Daily Archives: October 6, 2023

The Seven Patterns of Artificial Idiocy … in Procurement

AI proponents, who keep telling us it stands for Artificial Intelligence which does not exist, keep pushing the benefits of AI while sweeping all of the detriments under the rug so you’ll sign that multi-year deal now (and they’ll have the money to keep researching the technology in the hopes that their continued efforts will prevent the bad from happening again). (And while the tech will get better and the success rates will improve, the very nature of the technology they are deploying is such that it is impossible to prevent the bad because the technology is not intelligent and not deterministic, as per our many previous posts on the subject. The best will eventually get success rates up to 99%, but that’s still a 1% failure rate and, in Procurement, it only takes one catastrophic failure to wipe out all of the successes made in the rest of the year. It only takes one bad decision that shuts down a multi-million production line, results in class action lawsuits for the release of unsafe products in to the market, or results in seizures and destruction of millions of dollars of inventory when the products violate import restrictions, etc. to deliver masses losses.)
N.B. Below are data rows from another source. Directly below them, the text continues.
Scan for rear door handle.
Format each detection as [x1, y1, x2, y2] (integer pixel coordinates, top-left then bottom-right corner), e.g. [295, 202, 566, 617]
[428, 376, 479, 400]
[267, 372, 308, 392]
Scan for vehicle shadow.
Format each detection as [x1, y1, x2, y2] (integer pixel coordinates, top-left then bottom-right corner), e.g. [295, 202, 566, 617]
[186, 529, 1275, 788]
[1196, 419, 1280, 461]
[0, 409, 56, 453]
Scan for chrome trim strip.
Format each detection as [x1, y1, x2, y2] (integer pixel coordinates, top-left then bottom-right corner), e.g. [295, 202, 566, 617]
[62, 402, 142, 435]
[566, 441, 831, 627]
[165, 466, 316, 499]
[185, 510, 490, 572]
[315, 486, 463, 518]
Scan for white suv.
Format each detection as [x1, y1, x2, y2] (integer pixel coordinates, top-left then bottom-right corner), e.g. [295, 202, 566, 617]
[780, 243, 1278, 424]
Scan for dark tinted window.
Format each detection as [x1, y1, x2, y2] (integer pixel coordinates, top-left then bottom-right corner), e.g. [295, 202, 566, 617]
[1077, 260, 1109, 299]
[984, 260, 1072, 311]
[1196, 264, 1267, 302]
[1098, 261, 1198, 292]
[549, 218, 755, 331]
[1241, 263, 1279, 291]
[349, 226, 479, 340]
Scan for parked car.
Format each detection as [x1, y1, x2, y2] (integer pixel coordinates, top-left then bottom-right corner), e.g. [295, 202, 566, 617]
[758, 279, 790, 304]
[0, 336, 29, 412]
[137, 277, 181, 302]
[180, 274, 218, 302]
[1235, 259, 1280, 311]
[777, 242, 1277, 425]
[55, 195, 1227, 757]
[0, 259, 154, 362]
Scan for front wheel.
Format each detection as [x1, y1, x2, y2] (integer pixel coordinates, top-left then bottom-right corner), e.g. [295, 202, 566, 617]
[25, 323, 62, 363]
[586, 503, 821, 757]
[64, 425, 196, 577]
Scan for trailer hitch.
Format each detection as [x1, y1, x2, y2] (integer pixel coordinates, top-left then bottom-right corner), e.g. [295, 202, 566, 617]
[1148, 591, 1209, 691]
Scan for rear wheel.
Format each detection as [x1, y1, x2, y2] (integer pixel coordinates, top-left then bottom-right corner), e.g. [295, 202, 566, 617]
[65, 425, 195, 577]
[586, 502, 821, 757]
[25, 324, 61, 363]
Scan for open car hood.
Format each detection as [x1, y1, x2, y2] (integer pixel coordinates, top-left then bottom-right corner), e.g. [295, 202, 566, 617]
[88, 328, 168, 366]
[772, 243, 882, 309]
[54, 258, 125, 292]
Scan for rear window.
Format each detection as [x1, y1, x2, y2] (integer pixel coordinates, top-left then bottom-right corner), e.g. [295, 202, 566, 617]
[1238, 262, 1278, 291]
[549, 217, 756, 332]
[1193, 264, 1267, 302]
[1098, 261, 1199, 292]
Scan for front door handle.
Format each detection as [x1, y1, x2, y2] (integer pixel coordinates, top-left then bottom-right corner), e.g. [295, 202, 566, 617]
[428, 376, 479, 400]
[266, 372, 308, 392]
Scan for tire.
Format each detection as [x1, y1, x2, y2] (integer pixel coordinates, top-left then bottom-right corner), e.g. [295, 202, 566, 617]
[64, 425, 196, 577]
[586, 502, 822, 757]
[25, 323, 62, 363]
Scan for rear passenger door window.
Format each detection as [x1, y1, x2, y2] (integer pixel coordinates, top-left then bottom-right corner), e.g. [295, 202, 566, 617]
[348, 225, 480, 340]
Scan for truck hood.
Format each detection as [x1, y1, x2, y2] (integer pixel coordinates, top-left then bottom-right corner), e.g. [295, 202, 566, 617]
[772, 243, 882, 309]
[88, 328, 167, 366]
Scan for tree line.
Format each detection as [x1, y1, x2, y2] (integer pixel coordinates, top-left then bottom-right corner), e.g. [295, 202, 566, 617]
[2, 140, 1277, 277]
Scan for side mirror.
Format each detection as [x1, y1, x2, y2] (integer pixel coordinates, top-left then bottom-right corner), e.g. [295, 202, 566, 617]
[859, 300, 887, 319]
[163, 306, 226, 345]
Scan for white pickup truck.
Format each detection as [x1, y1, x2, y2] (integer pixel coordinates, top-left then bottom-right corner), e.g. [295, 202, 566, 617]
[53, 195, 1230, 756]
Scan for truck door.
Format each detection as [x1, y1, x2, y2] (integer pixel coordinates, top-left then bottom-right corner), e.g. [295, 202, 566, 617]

And the benefits they push typically fall into one of the seven patterns of AI that the AI proponents keep telling us AI will deliver. To help you better classify the false promises, we’ve decided to cover the seven patterns, example promises, and realities you will encounter if you implement current iterations of technology that employ Artificial Idiocy.

HyperPersonalization
Promise: The system will adapt and evolve over time so that when you log in, you see exactly what you need to see, in priority order for you.
Reality: The system comes with a set of widgets, and all the AI does is reorder the alerts/notifications/tasks/reporting views in each widget based on a priority weighting where the weights are recalculated based on recency in access so, at the end of the day, it just keeps showing you what you just looked at and truly important alerts, because you haven’t regularly looked at them, are at the bottom of the widget and off the screen since you never scroll down inside the widget. Classic rule based systems work better.

Recognition
Promise: 100% effective automated invoice processing, routing, and approval
Reality: it only recognizes invoices from suppliers who invoice regularly in a format that never changes; and only if the line item descriptions are never abbreviated; and only matches properly if the PO number is included; 10%+ of invoices have to be manually processed, and abbreviation errors cause misclassifications of units that sometimes don’t get caught until after payment is issued

Conversation and Human Interaction
Promise: natural language interaction, including voice to text
Reality: due to the ambiguous nature of the English language, the number of follow on questions the AI has to ask just to produce a simple report requires the user to spend five minutes giving clarifications and specifying parameters that could be point-and-click selected in 30 seconds; efficiency is flushed down the virtual toilet

Predictive Analytics & Decisions
Promise: what the price will be when, and why
Reality: works really well 95% of the time, with price accuracy often within 2% to 3% and demand predictions (outside F&B and other highly unpredictable industries) within 3% to 5% at the macro/rollup level, but when a trader illegally tries to run up the market with excessive trades, and prices start to skyrocket and the algorithm doesn’t know this is unusual/short-term, it may predict extreme price increases at contract expiry in 6 months, and automatically early renew the contract for you at rates 30% to 130% higher than it should (before the costs become unaffordable)

Goal-Driven Systems
Promise: Sustainable Buys with Cost Savings
Reality: Unsustainable buys as cost is overweighted and over-prioritized in all situations; ’nuff said

Autonomous Systems
Promise: They will procure automatically and do better than humans
Reality: They procure automatically and occasionally do better than humans, usually do on par, and occasionally make such disastrous decisions that the company does well to avoid bankruptcy …

Patterns & Anomalies
Promise: They will detect unusual spending patterns and detect the best opportunities for savings and the most likely instances of fraud
Reality: Unusual spending patterns don’t mean savings, and usual spending patterns don’t mean absence of fraud, and you get all kinds of “priority alerts” with no savings opportunities while the largest opportunities go unidentified and collusion frauds are never detected

At the end of the day, as we’ve said again and again, Procurement Automation: Good, (AI) Automated Procurement: Bad. Only you, dear reader, are intelligent and, thus, only you should do the thinking and only use technology for what it’s good at, the thunking.